Certain American liberal feminists seem to be in thrall to Louis Farrakhan, the fiery Nation of Islam leader who rarely misses an opportunity to excoriate Jews.
At the annual Saviours’ Day event in Chicago late last month, the African American demagogue spewed brimstone and fire as he delivered one of his trademark blistering speeches. During the course of his diatribe, he singled out “powerful Jews” as his “enemy” and charged that “the Jews were responsible for all this filth and degenerate behavior” coming out of the Hollywood film industry.
Tamika Mallory, the co-president of Women’s March, a human rights organization, was in the audience as Farrakhan, an arch anti-feminist, lambasted his enemies. According to reports, she admires Farrakhan, has posted photographs of herself and him, and has been going to Nation of Islam events for the past 30 years.
When Women’s March supporters asked Mallory to denounce Farrakhan’s antisemitic rhetoric, she demurred, pointing out she already had condemned antisemitism in general terms. She then proceeded to skewer her critics.
Mallory’s refusal to distance herself from Farrakhan — who has defiled Judaism as a “gutter religion” and called Adolf Hitler “a very great man” — touched off a heated debate inside Women’s March. In the end, Women’s March issued a statement mildly critical of Farrakhan, saying that his antisemitic — and anti-LGBTQ — comments were not “aligned” with its principles. But Women’s March did not offer a full-throated critique of Farrakhan.
Shortly afterwards, Mallory wrote an essay during which she defended her association with him: “I attend meetings with police and legislator — the very folks so much of my protest has been directed towards. I’ve worked in prisons as well as with present and former gang members. It is impossible for me to agree with every statement or share every viewpoint of the many people who I have worked with or will work with in the future.”
Mallory may have been influenced by Carmen Perez, one of the founders of Women’s March. In an implicit reference to Farrakhan, Perez said, “People need to understand the significant contributions that these individuals have made to Black and Brown people. There are no perfect leaders.”
That is not the point, of course.
Mallory and her associates, including Palestinian American activist Linda Sarsour, need to disassociate themselves from Farrakhan, whose brand of racial and religious hatred smacks of nothing less than neo-Nazism.
Mallory and company do not appear to realize that their unwillingness to part company with Farrakhan will affect the credibility of Women’s March and probably cost it dearly in terms of membership and donations.
“The refusal by Women’s March leaders to condemn Farrakhan in the strongest of terms or, frankly, in any terms whatsoever, is proof that intersectional feminism does not yet take antisemitism seriously,” wrote Emma Teitel in the Toronto Star. “Antisemitism, in the eyes of those at the helm of the Women’s March, is less objectionable and less cause for concern than Islamophobia and anti-Black racism.

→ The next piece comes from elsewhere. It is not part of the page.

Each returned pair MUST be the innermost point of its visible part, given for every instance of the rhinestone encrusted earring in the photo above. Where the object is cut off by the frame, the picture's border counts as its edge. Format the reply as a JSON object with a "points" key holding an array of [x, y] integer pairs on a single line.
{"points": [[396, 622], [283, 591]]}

Writing in the New York Daily News recently, Susan Shapiro observed:
“Imagine if I, a liberal white New Yorker, posted social media pictures with my arm around the KKK-loving David Duke, calling him a great man as he proclaimed that black people were degenerates responsible for the supposedly filthy behavior that caused transsexuality. I would be fired, ridiculed and called out by every left-winger in my life, as well as all the civilized people I knew on the right. Yet Women’s March Co-President Tamika Mallory, a liberal black New Yorker, has done the equivalent, repeatedly.”
Time’s up, Mallory.
She and her friends cannot campaign for social justice while associating with an unrepentant racist like Farrakhan.